To our south were the last remaints of the East Roman empire, to our west was Albania, to our east was the islands that belonged to us, and to the north were the infidels, realms controlled by the Ottoman Empire.

Target aquired. Albania.

But before our army had finished it's restructuring, the Ottomans attacked Byzantium, forcing them to secede Morea to the Ottomans. A blow to security for Athens, but nothing to do about it. Our eyes were geared towards Albania.

On April the 13th, in the lords year 1420, a friday, we attacked Albania. Naples joined the war on the same side as Albania, but Tuscany, on my side, would deal with them. Albania was mine.

But in June, when our army arrived in Albania, it was routed. Beaten! As the shock reached Athens, the duke only sent out one command. "Attack again!"

In october, after resupplies, reinforcements and most of all, a "remoralification", our troops attacked again and were victorious. Albania was under siege, but only a month later, so was Athens, by the remainder of the Albanian forces. They were numerically in a disadvantage however, and they were left alone. The defenders of Athens would deal with them.

The Albanians soon understood a siege would be useless and abandoned it. Now started a period of skirmishes and small battles in the mountains of Albania. This continued for a year until in September 1421, the Ottoman empire declared war on us! The heathens!

Three months later, Albania was under complete Athenian control, and was summarily annexed. Our starved army could do nothing however, and Athens fell to Ottoman forces in February 1422. Their army marched towards Albania, but before they got there, our army boarded the fleet captured from the Albanians and set sail for Morea. A game of maneuvers was the war now. We could not lose the army that was so precious to us. To top it all off, we even had to take a loan from the Venetians to cover our war expenses.

Thus it went. Until september 1424. Tuscany had fallen to the Ottomans and was annexed. The Pope was reportedly furious! Then, in March 1425, Albania fell and in the following peace treaty pushed onto us, Albania was now under the Ottomans.

Weakened to the extreme, unable to pay off loans and ignored by the rest of Christendom, we lived our silent lives in Athens, surrounded by enemies on all sides, except to the east. The Venetians who controlled the Cyclades were only marginal enemies.

The Ottomans expanded rapidly in Asia Minor at the expense of Trabizond and Dulkadir, and in Christendom, Serbia and Wallachia soon fell to the Ottoman hordes. We were just waiting in line.
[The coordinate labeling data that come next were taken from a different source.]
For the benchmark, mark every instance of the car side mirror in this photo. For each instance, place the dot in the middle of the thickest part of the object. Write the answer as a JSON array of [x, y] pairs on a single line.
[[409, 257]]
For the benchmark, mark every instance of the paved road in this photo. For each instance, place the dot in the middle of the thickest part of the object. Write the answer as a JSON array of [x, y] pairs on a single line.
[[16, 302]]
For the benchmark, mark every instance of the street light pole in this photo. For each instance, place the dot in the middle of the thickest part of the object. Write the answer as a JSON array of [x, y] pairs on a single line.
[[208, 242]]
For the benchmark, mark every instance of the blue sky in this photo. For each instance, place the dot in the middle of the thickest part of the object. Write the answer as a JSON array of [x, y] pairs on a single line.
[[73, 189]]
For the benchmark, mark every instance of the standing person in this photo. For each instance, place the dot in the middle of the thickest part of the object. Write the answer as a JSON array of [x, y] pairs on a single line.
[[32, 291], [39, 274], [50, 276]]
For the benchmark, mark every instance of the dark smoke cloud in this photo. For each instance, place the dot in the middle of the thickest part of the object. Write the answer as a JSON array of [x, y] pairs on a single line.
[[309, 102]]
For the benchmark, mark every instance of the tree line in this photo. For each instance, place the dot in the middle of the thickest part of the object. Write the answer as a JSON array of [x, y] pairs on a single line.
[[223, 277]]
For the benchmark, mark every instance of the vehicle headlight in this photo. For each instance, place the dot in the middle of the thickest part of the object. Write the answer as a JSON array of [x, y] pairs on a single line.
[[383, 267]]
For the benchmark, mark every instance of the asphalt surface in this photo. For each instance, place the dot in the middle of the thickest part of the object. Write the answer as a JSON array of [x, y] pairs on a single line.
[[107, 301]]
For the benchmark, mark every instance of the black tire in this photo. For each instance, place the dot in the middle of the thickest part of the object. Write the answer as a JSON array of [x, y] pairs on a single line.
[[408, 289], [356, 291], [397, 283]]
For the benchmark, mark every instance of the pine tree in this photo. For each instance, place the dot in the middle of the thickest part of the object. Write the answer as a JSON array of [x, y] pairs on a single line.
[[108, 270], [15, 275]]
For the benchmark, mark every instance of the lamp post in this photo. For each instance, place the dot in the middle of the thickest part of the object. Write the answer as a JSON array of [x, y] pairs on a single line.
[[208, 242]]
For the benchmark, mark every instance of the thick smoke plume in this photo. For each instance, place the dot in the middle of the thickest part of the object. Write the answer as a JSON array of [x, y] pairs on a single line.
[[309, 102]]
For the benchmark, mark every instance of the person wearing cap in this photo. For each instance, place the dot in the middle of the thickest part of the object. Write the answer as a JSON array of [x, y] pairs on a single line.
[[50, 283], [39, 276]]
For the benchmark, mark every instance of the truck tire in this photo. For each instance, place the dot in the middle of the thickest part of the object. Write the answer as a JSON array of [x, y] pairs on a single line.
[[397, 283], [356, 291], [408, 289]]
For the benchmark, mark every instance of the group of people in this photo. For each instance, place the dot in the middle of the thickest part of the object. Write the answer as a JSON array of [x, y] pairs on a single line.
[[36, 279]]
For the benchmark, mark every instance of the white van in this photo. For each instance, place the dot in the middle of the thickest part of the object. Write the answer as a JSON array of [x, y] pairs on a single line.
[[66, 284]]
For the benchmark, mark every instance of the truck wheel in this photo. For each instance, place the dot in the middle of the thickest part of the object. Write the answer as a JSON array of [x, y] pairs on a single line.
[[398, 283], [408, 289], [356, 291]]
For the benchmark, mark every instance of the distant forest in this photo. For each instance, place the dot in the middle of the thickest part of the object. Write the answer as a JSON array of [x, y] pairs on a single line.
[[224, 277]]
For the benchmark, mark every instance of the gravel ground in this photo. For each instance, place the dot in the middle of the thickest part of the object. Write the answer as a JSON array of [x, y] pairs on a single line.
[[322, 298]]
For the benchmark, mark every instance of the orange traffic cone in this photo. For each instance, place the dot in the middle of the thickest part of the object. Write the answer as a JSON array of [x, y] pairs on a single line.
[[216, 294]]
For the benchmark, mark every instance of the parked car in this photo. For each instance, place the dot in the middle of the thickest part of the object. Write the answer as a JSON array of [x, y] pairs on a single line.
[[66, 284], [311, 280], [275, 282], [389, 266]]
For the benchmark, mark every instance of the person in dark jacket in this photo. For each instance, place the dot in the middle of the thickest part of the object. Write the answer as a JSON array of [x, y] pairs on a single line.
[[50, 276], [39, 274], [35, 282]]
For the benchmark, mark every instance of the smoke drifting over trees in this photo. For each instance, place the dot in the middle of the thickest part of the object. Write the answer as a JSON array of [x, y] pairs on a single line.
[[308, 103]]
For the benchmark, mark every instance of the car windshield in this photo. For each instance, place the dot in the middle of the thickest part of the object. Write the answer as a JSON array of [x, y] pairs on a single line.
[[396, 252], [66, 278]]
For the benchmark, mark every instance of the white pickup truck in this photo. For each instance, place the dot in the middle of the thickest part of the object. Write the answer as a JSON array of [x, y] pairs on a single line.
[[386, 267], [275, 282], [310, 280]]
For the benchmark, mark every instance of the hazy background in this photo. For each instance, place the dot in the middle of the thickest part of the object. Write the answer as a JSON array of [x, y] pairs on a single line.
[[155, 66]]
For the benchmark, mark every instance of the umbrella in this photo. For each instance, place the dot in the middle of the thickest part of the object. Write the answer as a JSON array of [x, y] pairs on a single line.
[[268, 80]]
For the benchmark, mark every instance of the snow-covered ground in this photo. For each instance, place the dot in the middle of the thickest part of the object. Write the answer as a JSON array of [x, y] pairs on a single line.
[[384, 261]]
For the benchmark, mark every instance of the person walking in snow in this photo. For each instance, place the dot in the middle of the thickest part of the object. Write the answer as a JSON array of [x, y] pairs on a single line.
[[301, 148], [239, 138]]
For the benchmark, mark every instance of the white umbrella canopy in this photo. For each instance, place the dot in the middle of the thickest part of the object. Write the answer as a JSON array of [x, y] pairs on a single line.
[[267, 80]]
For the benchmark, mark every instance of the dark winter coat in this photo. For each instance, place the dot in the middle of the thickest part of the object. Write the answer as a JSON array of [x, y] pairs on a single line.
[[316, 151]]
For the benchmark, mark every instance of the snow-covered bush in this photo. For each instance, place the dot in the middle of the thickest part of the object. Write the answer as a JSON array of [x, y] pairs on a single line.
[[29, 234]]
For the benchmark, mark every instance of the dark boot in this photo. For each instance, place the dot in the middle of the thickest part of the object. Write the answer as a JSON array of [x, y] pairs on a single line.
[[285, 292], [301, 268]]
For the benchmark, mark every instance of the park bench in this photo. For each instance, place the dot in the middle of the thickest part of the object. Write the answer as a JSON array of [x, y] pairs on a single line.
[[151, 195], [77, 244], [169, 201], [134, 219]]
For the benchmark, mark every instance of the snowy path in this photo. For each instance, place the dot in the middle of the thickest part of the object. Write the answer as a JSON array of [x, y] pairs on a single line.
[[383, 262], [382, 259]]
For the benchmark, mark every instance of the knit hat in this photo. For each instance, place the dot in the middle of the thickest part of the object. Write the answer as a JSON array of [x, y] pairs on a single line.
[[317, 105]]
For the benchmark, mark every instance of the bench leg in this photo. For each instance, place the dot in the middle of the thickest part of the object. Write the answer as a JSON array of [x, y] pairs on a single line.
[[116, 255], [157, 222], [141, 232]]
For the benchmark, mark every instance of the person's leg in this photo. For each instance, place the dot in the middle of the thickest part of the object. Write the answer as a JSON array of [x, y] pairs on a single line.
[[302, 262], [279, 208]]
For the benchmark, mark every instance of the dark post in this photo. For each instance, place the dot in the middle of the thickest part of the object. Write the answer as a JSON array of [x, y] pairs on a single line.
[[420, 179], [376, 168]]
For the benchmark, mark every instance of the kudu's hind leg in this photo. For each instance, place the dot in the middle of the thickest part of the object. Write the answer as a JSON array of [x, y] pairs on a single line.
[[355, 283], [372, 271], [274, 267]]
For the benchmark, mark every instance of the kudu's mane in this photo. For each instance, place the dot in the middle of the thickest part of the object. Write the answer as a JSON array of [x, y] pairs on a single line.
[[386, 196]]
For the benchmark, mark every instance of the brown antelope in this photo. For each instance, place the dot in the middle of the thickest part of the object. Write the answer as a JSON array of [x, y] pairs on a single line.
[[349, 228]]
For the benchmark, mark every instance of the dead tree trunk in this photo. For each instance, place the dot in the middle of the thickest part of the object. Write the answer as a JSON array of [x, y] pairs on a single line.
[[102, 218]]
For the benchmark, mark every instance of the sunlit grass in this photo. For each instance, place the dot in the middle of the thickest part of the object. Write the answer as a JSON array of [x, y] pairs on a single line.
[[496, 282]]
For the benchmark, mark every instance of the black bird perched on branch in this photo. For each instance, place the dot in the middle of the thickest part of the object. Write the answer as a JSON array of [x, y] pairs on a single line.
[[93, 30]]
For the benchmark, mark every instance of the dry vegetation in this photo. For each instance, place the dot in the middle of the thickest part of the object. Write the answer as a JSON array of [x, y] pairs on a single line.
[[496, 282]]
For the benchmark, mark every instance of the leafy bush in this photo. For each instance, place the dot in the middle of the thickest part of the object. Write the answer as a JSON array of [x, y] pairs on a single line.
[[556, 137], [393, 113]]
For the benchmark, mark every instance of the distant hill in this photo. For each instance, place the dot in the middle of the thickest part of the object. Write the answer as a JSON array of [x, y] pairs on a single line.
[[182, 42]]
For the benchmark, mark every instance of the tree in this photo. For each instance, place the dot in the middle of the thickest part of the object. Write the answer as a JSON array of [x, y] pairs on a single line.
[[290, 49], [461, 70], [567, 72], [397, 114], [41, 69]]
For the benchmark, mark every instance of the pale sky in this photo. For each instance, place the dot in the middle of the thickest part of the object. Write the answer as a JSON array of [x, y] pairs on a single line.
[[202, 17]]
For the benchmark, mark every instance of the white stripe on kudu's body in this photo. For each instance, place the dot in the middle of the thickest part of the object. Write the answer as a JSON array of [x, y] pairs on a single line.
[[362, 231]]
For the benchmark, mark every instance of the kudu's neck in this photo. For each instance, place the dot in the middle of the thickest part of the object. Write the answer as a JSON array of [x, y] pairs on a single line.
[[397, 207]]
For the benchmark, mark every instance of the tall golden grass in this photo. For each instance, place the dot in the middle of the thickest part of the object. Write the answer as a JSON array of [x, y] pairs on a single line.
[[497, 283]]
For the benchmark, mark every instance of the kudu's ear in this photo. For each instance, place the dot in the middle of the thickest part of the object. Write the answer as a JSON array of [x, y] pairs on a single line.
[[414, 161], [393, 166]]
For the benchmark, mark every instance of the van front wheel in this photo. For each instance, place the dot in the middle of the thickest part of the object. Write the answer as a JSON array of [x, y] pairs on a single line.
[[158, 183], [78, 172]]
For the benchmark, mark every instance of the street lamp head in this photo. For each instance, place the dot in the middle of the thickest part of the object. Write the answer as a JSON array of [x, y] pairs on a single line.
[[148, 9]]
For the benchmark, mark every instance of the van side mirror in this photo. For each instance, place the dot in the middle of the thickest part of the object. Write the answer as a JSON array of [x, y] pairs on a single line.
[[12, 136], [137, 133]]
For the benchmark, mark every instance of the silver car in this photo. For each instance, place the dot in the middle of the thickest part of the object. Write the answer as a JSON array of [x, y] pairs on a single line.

And thus it came to be, in April 1437, that the Ottomans declared war again. With no allies, the fight was short, and not even desperate. The duchy ceased to exist, and the Ottomans went on with their crusade.
 
Wow. It's nice to see the Ottomans being so appropriately over-powered for once, and (no offense) nice to see the player actually get taken down by an AI country. Before you know it (gasp) the Ottomans will actually be capturing Constantinople!
And actually the annexation of Tuscany is promising as well. In my EU 1 games the computer tended to have a real problem amphibiously invading and annexing countries. A good sign.
And good AAR, as well.
 
I've recreated the Byzantine Empire just now, so I do consider myself a "good" EU player. No offense taken though :) It was just impossible to win that game. When all of Europe hates out, the Ottomans have a CB on you, you pull in 5 ducats every year and can't even buy army equipment, then there's not really much you can do :)

And...

*checks game logs*

Yep, Constantinople fell. Capital changed as well for the Ottomans.